Abolition and the Caring Economy [Hebrew]

In this piece for Local Call, I draw attention to the deep positive agenda attached to the rising calls for police and prison abolition – and draw a connection between this agenda and what Naomi Klein has called “growing the caring economy”. I argue that not only does abolition offer a fundamental, revolutionary shift in societal priorities – as relevant in Israel as in the US or any comparable state – but that this shift is essential if we are to meet the challenges of climate change with humanity and not brutality.

No Time To Waste – Coronavirus Recovery Must be Green [Hebrew]

The International Energy Agency warns that the second half of 2020 is the time we have left to avert runaway climate catastrophe, making the attempts to recover from the economic crisis brought about by the pandemic a crucial decision point. Global polling suggests massive majorities support a green recovery – yet government stimulus and recovery programs around the globe woefully fail to take these considerations into account, continuing to prop up failing destructive industries, in particular oil and its derivatives.

Markets' blindness to environmental effects is costing us dearly [Hebrew]

In a piece for Local Call, I discuss the economic concept of “market failures” and specifically the type called “externalities” — in which effects such as environmental degredation are ignored by market forces, and often exacerbated, because they do not come with an attached financial cost to businesses nor consumers.

For Israel's Sake and the World's, Leave the Gas in the Ground [Hebrew]
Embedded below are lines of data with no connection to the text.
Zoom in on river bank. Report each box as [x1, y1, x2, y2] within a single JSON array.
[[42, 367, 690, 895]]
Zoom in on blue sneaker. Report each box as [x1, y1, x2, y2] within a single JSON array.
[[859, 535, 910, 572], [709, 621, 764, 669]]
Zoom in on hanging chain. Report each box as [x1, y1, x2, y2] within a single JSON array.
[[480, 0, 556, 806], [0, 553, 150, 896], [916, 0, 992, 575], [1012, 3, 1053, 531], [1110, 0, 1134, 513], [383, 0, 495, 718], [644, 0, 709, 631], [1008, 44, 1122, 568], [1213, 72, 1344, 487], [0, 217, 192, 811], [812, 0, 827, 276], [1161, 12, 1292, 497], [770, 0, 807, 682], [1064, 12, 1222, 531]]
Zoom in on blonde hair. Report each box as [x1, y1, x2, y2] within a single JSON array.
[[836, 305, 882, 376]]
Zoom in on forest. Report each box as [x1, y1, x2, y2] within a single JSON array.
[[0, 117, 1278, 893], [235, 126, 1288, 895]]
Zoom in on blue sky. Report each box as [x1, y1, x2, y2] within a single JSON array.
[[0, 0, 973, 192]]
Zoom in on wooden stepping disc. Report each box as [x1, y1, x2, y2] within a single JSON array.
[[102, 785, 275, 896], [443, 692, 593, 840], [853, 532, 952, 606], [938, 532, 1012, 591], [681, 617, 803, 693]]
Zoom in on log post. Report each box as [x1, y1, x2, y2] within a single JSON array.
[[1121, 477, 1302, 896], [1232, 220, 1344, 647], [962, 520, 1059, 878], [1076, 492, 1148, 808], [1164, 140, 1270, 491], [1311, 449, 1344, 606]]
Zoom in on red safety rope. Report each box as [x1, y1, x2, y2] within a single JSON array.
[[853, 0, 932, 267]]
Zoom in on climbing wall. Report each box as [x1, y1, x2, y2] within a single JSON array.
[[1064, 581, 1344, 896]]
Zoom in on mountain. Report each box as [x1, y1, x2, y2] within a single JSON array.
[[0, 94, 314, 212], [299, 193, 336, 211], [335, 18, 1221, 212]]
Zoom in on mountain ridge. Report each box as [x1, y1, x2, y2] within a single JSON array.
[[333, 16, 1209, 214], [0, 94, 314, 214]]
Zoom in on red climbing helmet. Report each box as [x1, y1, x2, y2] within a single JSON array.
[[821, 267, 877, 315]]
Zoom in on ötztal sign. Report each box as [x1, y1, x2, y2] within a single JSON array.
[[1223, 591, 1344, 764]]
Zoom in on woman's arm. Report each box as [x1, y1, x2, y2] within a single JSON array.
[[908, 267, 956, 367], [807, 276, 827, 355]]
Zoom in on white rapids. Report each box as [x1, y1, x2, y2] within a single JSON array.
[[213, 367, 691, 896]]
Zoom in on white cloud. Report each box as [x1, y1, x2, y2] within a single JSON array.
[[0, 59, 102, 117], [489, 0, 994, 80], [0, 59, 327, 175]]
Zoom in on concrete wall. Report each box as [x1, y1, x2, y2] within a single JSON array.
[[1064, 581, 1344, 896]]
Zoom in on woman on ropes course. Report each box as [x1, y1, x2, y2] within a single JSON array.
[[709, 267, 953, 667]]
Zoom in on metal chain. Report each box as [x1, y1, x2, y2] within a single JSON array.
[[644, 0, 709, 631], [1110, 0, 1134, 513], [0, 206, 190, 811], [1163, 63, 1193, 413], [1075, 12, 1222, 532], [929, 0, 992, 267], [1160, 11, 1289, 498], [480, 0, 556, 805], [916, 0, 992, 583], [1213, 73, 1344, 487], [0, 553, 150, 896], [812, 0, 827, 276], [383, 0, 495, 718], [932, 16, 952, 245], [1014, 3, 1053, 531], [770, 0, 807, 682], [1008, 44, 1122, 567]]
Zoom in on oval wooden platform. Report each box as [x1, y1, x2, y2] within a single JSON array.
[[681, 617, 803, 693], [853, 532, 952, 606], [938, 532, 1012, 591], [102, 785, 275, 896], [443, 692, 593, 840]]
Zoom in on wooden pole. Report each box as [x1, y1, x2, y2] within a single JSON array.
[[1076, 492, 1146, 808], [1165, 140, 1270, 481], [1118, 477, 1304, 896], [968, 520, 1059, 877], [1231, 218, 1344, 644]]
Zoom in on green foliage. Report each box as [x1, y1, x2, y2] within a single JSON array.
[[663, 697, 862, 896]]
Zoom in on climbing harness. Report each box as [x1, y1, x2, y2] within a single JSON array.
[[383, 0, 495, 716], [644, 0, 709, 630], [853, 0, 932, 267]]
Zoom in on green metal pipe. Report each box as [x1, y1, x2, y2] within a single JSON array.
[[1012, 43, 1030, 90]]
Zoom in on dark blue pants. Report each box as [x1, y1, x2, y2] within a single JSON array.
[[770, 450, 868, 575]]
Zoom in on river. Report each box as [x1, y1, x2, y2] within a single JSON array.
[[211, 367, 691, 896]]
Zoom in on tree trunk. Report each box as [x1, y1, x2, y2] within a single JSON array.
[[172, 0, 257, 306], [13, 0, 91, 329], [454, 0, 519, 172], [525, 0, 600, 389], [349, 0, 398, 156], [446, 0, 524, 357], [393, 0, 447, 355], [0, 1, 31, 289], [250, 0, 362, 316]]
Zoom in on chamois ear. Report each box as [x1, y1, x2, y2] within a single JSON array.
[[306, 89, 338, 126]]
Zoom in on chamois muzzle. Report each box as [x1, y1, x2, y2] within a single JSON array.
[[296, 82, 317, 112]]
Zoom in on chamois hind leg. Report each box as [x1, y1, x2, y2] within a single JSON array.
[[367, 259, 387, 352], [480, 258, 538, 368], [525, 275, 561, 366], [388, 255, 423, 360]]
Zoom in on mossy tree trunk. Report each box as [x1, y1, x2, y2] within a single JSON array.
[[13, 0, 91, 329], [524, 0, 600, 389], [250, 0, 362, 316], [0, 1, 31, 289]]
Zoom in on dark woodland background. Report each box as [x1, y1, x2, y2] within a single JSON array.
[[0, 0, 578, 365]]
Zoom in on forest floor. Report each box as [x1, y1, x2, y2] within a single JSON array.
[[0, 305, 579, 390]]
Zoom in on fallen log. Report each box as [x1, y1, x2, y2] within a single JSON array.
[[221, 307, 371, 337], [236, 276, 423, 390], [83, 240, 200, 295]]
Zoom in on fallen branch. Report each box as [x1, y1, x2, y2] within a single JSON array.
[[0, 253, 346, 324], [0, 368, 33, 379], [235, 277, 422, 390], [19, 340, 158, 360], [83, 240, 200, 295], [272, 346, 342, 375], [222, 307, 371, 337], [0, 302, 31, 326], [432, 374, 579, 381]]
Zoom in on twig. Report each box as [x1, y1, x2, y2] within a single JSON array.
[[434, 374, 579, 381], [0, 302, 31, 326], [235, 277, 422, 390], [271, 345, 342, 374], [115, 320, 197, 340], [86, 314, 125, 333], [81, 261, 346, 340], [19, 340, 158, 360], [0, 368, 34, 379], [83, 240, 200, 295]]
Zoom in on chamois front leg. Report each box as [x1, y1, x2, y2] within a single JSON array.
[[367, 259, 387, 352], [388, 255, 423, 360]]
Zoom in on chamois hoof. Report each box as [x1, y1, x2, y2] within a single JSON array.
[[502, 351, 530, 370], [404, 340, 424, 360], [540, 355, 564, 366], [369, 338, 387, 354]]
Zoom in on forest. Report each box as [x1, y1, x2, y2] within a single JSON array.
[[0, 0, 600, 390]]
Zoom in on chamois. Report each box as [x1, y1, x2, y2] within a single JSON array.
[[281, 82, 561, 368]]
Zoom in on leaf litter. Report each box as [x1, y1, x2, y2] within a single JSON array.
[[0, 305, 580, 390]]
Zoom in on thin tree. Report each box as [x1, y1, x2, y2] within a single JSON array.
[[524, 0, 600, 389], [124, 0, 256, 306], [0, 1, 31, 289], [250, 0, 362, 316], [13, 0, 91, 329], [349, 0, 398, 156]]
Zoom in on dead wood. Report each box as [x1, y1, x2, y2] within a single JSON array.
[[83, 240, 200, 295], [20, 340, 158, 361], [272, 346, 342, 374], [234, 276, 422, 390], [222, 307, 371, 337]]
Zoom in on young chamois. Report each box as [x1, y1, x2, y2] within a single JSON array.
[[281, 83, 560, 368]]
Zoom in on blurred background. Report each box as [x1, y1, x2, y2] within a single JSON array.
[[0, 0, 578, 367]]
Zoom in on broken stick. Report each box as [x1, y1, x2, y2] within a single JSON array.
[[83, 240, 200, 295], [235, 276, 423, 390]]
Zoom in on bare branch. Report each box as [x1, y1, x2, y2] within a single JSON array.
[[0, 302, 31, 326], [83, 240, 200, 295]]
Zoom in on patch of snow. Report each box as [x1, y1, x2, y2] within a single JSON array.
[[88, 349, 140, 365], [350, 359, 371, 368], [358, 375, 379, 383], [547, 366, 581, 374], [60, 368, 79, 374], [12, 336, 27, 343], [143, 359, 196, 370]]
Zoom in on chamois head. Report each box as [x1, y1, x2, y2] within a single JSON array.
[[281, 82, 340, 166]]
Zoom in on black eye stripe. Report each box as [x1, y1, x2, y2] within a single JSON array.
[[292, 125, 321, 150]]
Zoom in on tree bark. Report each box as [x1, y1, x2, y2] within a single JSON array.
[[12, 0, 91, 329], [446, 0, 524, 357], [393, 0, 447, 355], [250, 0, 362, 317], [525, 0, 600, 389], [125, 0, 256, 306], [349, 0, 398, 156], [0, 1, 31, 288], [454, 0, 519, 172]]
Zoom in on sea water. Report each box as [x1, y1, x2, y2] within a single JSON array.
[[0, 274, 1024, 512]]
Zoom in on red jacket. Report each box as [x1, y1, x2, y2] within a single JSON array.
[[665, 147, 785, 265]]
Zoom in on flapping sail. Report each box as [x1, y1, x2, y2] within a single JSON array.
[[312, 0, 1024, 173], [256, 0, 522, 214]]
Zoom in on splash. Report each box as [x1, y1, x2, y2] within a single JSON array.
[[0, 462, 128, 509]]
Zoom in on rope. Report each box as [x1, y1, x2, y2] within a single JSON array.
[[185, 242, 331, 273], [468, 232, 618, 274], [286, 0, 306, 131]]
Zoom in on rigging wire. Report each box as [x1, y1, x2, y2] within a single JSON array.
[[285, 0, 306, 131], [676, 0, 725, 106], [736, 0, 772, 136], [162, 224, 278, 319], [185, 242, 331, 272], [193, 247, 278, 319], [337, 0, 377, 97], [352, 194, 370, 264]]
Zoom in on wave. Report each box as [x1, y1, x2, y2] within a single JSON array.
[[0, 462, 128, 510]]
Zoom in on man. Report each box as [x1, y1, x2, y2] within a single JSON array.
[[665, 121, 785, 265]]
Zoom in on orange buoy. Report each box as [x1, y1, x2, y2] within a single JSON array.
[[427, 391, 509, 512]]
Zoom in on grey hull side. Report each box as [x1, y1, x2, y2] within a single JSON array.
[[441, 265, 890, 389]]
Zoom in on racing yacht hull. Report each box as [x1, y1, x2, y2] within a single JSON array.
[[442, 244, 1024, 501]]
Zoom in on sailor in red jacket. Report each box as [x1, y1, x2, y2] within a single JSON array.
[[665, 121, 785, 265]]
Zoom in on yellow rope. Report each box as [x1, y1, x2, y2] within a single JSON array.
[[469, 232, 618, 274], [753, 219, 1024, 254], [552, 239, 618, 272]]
In this piece for Local Call, I review the strong evidence for the seemingly outlandish argument that Israel should not extract the massive gas reserves discovered off of its shores, but leave them in the ground. Although burning the gas is less damaging immediately around the power plant than burning coal or oil, when its full life-cycle is taken into account its greenhouse gas emissions are actually worse than oil or even coal. Now that the cost of renewable energies from new installations has sunk below even that of continuing to operate existing fossil-fuel plants, continuing to invest in fossil gas is not only environmentally suicidal, but economically backwards — but it does massively benefit the major players who own the extraction rights.

The Green Case for Fare-Free Public Transport [Hebrew]

In this piece for Local Call, I argue for universal fare-free public transport (FFPT) as part of the transition to a sustainable economy. Public transport is the only practical way to enable mobility without continuing the environmental destruction associated with oil-powered vehicles on a scale and schedule relevant for reducing climate degradation. Turning it into a universal, free service for all will end the destructive competition between public and private transit, and pave the way politically for expanding, renewing, and improving public transport as a viable alternative for all.